Nous vous adressons à vous en toute sincérité et en toute confiance, persuadés que les plus Hautes Autorités du pays ne se désintéresseront pas d'une industrie qui procure à la collectivité une part intéressante des ressources qui lui sont nécessaires.

Si on laisse aux industriels wallons l'impression qu'en cas de guerre ils seront abandonnés comme ils le furent en 1914, alors que des meures de précaution extrêmement simples peuvent être prises, il ne leur restera plus qu'à déménager leurs usines pour répondre aux invites que ne cessent de leur adresser les grands pays qui nous entourent.

Déplacer, dans la crainte de bombardements aériens des usines situées dans la région de Liège - où elles sont installées depuis 150 ans - pour les transférer en pays flamand est, qu'on nous permette de le dire, une solution qui n'en est las une. Si la guerre s'étend à notre pays, les usines ne seront pas plus en sûreté à Bruxelles, Anvers, Bruges ou Courtrai que dans les environs de Liège ou de Verviers.

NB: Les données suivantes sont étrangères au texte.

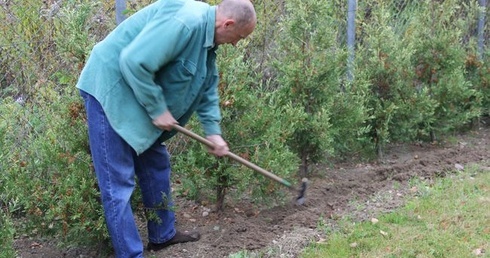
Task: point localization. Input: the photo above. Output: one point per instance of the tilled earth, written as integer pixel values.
(358, 190)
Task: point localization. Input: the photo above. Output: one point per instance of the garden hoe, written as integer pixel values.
(302, 190)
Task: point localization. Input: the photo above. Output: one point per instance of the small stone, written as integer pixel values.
(459, 167)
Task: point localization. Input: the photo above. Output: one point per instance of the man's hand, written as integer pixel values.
(165, 121)
(220, 146)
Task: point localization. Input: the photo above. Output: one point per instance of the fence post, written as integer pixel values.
(481, 27)
(120, 8)
(351, 37)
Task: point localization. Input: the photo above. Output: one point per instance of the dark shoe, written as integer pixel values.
(180, 237)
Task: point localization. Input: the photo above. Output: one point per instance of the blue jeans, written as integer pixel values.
(116, 166)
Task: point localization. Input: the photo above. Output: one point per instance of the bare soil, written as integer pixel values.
(355, 189)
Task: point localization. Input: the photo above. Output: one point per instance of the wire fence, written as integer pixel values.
(38, 45)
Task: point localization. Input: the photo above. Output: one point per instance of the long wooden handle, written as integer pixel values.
(232, 156)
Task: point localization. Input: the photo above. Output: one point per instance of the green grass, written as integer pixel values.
(449, 218)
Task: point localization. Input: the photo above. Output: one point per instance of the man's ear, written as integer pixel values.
(229, 22)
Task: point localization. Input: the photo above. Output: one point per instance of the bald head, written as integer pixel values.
(235, 20)
(242, 11)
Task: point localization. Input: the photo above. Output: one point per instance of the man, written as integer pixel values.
(152, 72)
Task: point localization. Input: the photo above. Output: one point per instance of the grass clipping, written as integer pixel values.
(448, 218)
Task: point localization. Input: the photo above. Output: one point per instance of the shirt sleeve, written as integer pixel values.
(160, 41)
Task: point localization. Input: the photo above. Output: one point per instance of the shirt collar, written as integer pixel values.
(210, 28)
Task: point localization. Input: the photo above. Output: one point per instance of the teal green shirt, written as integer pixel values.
(160, 58)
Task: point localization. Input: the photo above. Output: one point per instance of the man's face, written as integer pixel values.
(230, 33)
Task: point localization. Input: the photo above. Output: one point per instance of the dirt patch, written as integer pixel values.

Du reste, que deviendrait la région wallonne si toutes les usines transféraient leur activité dans la parie flamande du pays ? Il existe chez nous une main-d'oeuvre spécialisée qu'on transplantera peut-être en France, mais qu'on n'acclimatera sans doute jamais en pays flamand.

Dans les circonstances actuelles, il y a, croyons-nous, un certain héroïsme à travailler, sur la rive droite de la Meuse, à portée des canons allemands, en exposant des capitaux considérables dont le revenu profite surtout à l'intérêt général. Savez-vous que pour donner du pain à des milliers de familles et pour fabriquer l'aliment nécessaire à la perception des taxes et des impôts, nous courons journellement un risque représentant trois fois le montant de notre capital social ? Ce serait si simple de réaliser nos stocks, de licencier notre personnel, de cesser tout travail et de rester dans l'expectative en attendant la tournure des événements. » (M.Libon, Truffaut, pp.76-77)

Conclusions

Quoiqu'il en soit de la sincérité de ce rapport d'une entreprise, au-delà d'une divergence de politique extérieure, les Wallons savaient qu'ils avaient tout à craindre des Allemands. En raison de l'expérience de 1914. Durant cette guerre, il y eut de nombreuses victimes civiles en Flandre, du fait d'exactions allemandes meurtrières comme à Leuven, on ne peut le nier. Mais il est vrai de dire que l'Ardenne, la Meuse et même le Hainaut souffrirent extraordinairement avec, dès les premières semaines de guerre, cinq mille civils fusillés dont 677 à Dinant. Certains quartiers peu peuplés eurent un chiffre de morts comparables à ceux de Leuven avec 200 victimes civiles (par exemple le quartier de Neffe avec 81 civils massacrés ).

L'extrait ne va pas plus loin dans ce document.